Friday, September 2, 2011

Red Sox Get Martinized



The prospects for the Yankees winning 2 of 3 in Boston were not good, considering that A.J. Burnett, he of the 13.86 ERA in his last three starts, was going up against Red Sox stud Jon Lester in the series finale Thursday night. But John Sterling is occassionally right, especially when he says you can't predict baseball. Burnett kept the Yankees in the game through his 5.1 innings and Russell Martin delivered a clutch 2-run double in the 7th inning to give the Yankees a 4-2 victory and their first series win against Boston this season.

The biggest story lines coming into the game was how would Burnett fare (or as most people figured, how badly he would fare) and the Major League debut of Jesus Montero. Burnett was going along swimmingly until he threw a high fastball to high fastball hitter Dustin Pedroia, who launched it into the center field seats to the Red Sox a 2-1 lead in the 4th. But unlike most of his prior starts, Burnett didn't melt down. Instead he beared down and tossed a scoreless 5th inning before leaving with two men aboard and one out in the 6th. Boone Logan and Cory Wade stranded the base runners and the Yankees finally broke through against the Boston bullpen in the 7th.
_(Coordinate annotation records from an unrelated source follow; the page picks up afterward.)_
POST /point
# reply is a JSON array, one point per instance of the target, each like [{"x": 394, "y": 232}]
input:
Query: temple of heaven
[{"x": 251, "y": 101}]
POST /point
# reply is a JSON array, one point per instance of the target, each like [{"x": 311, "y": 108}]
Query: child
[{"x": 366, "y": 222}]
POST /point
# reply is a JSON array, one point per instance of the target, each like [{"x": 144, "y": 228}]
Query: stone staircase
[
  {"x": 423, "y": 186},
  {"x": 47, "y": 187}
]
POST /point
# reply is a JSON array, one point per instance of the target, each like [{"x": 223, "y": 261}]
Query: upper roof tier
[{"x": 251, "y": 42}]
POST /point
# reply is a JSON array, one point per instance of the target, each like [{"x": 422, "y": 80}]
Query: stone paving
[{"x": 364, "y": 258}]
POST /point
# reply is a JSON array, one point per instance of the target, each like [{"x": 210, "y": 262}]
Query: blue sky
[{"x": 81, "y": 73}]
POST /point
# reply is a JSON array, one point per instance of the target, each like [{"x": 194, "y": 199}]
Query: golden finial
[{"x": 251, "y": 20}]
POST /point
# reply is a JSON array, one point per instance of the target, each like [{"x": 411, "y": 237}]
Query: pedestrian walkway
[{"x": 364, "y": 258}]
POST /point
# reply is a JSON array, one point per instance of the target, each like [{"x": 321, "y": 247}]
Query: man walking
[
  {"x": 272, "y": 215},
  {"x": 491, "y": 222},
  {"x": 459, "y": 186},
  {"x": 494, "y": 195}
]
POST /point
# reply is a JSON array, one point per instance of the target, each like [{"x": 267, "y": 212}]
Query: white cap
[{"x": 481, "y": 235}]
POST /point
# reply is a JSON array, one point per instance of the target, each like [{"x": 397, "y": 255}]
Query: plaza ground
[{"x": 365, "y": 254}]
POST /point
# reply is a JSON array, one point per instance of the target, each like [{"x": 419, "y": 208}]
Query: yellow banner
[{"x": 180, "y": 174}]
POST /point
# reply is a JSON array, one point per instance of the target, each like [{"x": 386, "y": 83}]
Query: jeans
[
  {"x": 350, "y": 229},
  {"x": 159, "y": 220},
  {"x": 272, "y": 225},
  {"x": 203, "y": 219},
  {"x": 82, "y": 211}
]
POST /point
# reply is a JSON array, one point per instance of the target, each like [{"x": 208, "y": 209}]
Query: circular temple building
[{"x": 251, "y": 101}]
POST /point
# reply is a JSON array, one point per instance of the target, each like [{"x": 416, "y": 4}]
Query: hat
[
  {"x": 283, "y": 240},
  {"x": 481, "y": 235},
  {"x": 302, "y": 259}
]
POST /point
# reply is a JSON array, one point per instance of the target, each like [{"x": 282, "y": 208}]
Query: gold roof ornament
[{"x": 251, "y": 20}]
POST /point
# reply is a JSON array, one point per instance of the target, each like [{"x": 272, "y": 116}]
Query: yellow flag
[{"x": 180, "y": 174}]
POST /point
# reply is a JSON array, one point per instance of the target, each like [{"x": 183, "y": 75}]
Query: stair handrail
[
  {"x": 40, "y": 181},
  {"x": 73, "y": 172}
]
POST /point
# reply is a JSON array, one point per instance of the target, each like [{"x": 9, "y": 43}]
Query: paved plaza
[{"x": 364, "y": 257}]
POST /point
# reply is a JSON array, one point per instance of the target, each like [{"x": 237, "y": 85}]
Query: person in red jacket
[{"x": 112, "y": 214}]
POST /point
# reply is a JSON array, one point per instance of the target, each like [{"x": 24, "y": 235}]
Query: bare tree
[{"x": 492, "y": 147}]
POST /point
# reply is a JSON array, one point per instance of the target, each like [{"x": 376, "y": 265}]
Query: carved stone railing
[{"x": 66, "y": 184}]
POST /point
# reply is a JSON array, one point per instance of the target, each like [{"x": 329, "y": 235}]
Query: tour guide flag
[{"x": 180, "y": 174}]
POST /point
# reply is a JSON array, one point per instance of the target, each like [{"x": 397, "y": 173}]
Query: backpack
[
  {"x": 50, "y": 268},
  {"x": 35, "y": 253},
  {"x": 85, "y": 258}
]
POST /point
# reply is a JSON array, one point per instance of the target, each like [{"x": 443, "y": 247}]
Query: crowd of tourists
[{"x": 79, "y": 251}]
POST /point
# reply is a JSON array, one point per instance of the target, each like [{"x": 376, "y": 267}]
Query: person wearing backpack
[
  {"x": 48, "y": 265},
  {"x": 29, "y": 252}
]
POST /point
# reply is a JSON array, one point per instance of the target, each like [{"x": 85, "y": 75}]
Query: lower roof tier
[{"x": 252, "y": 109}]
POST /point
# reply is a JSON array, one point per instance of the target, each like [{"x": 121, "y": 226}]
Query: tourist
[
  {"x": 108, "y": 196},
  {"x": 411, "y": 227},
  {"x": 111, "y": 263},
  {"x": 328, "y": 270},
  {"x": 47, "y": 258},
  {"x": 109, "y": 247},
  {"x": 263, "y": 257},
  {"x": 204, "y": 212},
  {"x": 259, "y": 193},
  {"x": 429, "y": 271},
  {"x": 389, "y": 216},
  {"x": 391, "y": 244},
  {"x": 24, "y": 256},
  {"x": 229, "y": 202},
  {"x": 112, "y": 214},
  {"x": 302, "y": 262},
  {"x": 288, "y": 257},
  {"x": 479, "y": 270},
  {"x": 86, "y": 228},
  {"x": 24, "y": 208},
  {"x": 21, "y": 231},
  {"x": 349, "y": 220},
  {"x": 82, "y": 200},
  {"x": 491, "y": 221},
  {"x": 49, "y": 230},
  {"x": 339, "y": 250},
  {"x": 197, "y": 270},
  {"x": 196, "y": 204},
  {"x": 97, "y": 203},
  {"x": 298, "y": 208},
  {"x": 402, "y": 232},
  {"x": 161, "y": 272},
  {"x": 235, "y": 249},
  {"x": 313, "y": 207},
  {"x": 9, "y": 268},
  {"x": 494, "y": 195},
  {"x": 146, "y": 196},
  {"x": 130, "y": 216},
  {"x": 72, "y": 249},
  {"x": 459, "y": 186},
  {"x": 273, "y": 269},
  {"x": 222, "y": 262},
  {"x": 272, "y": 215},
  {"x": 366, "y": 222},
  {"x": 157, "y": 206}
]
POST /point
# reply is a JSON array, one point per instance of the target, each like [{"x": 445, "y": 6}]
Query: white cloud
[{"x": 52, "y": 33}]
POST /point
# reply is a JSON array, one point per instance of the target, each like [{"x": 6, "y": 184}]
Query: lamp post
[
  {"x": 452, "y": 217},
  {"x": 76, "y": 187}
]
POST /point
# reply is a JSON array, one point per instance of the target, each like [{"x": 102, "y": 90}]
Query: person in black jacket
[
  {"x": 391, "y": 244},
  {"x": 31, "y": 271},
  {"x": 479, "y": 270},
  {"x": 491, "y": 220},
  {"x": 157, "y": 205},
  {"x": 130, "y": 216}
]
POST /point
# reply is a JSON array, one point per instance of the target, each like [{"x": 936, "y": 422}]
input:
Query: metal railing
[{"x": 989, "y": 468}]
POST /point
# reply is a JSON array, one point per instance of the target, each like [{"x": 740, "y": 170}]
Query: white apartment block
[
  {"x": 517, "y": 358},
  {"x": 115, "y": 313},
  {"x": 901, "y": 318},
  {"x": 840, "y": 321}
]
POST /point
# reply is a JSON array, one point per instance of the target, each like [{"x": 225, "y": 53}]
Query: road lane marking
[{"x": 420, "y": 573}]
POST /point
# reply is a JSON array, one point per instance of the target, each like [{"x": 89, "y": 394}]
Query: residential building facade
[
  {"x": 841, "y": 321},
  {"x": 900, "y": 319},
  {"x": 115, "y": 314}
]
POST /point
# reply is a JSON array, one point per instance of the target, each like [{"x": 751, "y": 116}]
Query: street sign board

Jon Lester had given the Yankees a number of opportunities to score, but they couldn't get the big hit off of him. What they did do though was work the count and forced Lester out of the game after five innings and 114 pitches. Andruw Jones worked his third walk of the night against former Yankee Al Aceves to start the rally. That brought up Montero, who had already stranded six base runners on the night. He didn't deliver a key hit, but got hit when an Aceves pitch clipped his jersey.


Terry Francona brought on fireballer Daniel Bard to face Martin, but as he has done often thi season, the Yankees catcher came through in the clutch, drilling a pitch up the alley in right-center. Jones scored easily to tie the game and Montero slid across home plate with the go ahead run well ahead of the relay throw home. Eric Chavez then gave the Yankees some insurance with a pinch-hit RBI single to right for a 4-2 Yankees lead.

But you know nothing is easy in a Yankees-Red Sox series and that was exemplified in all three games of the series. Mariano Rivera came in to close things out in the 9th and walked the lead off hitter Jed Lowrie. Rivera got his cutter in enough on the hands to Josh Reddick who couldn't get the "good wood" on it as Kenny Singleton likes to say, and flied to right. Rivera blew away Jarrod Saltalamacchia with a a pair of fastballs for the second out and things seemed to be easy going. But Mariano and company had to sweat this one out. He walked Jacoby Ellsbury to put the tying runs on basis and then gave up a single to his nemesis Marco Scutaro to load the bases. That brought up the AL's batting leader Adrian Gonzalez, who also entered the game with 103 RBI.

Rivera busted one cutter after another in on Gonzalez's hand and body- in fact Gonzalez fouled a pitch into himself that looked like it might have hit him had he taken it. The final pitch of the night was a result of all those inside pitches as Rivera fired a cutter at the outside corner that Gonzalez could only watch. Home plate ump Alfonso Marquez rung him up and the game was over some four hours after it began.

NOTES

Mark Teixeira took a hard breaking pitch from Al Aceves off the back of his right knee and went down in tremendous pain. He's listed as day-to-day, but it would not be surprising to see him miss at least a couple of games. Michael Kay pointed out on the broadcast that the White Sox Paul Konerko had a similar injury and missed four games. In fact he returned in a series against the Yankees and was still having trouble running.

In addition to Montero, the Yankees brought up old friend Scott Proctor, left-hander Raul Valdes, righty Lance Pendleton, outfielder Chris Dickerson, and third baseman Brandon Laird, Infielder Ramiro Pena will likely join the team as well once he finished his minor league rehab assignment.

David Ortiz extended his hitting streak to 15 games.

The Yankees return home Friday night to begin a three game series with the Toronto Blue Jays. Ivan Nova faces Brandon Morrow in the opener.